Membawa Gagasan dari Debat Pilpres 2014 ke Pilpres 2019
Oleh
·4 menit baca
Kedua pasangan calon presiden memiliki beberapa kesamaan gagasan pada Pemilu 2014 lalu. Gagasan tersebut beberapa di antaranya kembali dilontarkan pada visi misi tahun ini, khususnya pada bidang ideologi, pemerintahan, pertahanan keamanan, dan hubungan internasional. Bagaimana relevansi gagasan tersebut dengan situasi saat ini?

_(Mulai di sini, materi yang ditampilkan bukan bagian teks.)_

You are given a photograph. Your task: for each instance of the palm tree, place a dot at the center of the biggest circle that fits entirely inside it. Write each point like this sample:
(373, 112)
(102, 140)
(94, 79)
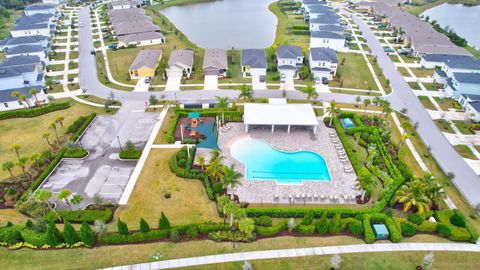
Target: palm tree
(16, 148)
(222, 104)
(332, 110)
(46, 136)
(53, 127)
(63, 196)
(310, 91)
(230, 177)
(8, 166)
(34, 92)
(59, 121)
(411, 194)
(245, 92)
(366, 103)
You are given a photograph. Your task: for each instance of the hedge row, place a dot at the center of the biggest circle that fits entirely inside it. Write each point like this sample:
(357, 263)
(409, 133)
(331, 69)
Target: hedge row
(34, 112)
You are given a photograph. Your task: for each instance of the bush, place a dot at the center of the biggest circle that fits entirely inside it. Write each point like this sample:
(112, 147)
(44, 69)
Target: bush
(308, 218)
(264, 221)
(75, 153)
(192, 231)
(273, 230)
(122, 227)
(34, 112)
(86, 235)
(163, 223)
(144, 227)
(408, 229)
(415, 219)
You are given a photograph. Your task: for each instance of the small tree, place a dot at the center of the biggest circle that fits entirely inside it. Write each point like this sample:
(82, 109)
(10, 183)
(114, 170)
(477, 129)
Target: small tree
(122, 227)
(163, 223)
(336, 262)
(53, 236)
(69, 234)
(144, 227)
(86, 235)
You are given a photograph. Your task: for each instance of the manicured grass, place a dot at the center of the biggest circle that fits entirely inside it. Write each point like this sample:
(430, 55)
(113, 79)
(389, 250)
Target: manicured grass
(463, 126)
(444, 125)
(464, 151)
(188, 203)
(27, 132)
(427, 103)
(354, 72)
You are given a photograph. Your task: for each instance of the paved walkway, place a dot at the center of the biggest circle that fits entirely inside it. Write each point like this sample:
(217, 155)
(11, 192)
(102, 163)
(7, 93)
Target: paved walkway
(299, 252)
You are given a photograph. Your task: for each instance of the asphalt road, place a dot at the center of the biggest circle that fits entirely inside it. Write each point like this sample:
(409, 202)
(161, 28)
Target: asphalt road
(402, 97)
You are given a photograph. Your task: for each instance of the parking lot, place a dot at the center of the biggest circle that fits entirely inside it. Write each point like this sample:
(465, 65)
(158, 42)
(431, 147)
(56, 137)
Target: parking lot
(102, 172)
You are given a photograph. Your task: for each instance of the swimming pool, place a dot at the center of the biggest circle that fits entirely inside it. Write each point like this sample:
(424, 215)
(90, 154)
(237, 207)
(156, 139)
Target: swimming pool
(263, 162)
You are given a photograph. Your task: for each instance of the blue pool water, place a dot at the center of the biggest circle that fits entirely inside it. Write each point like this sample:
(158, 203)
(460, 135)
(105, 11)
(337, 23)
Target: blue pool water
(263, 162)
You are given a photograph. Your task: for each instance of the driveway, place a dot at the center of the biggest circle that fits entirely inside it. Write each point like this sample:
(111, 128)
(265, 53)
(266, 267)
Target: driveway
(211, 82)
(102, 172)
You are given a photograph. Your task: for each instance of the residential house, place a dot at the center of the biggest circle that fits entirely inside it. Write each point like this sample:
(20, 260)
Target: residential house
(254, 62)
(327, 39)
(180, 63)
(145, 64)
(215, 62)
(25, 50)
(323, 63)
(289, 58)
(463, 83)
(40, 8)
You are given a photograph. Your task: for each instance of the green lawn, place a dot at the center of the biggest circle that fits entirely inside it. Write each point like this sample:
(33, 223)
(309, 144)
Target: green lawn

Lima tahun silam dalam debat yang menyinggung konteks ideologi, baik Joko Widodo maupun Prabowo Subianto menyatakan bahwa Pancasila mutlak untuk dipertahankan. Keduanya saat itu juga saling mengunggulkan pengalaman terhadap kaum minoritas. Jokowi memberi contoh pengangkatan Susan Jasmine Zulkifli sebagai Lurah di Lenteng Agung, Jakarta Selatan. Sementara Prabowo memberi contoh pemilihan kader partainya saat itu, Basuki Tjahaja Purnama, untuk maju sebagai wakil gubernur DKI Jakarta.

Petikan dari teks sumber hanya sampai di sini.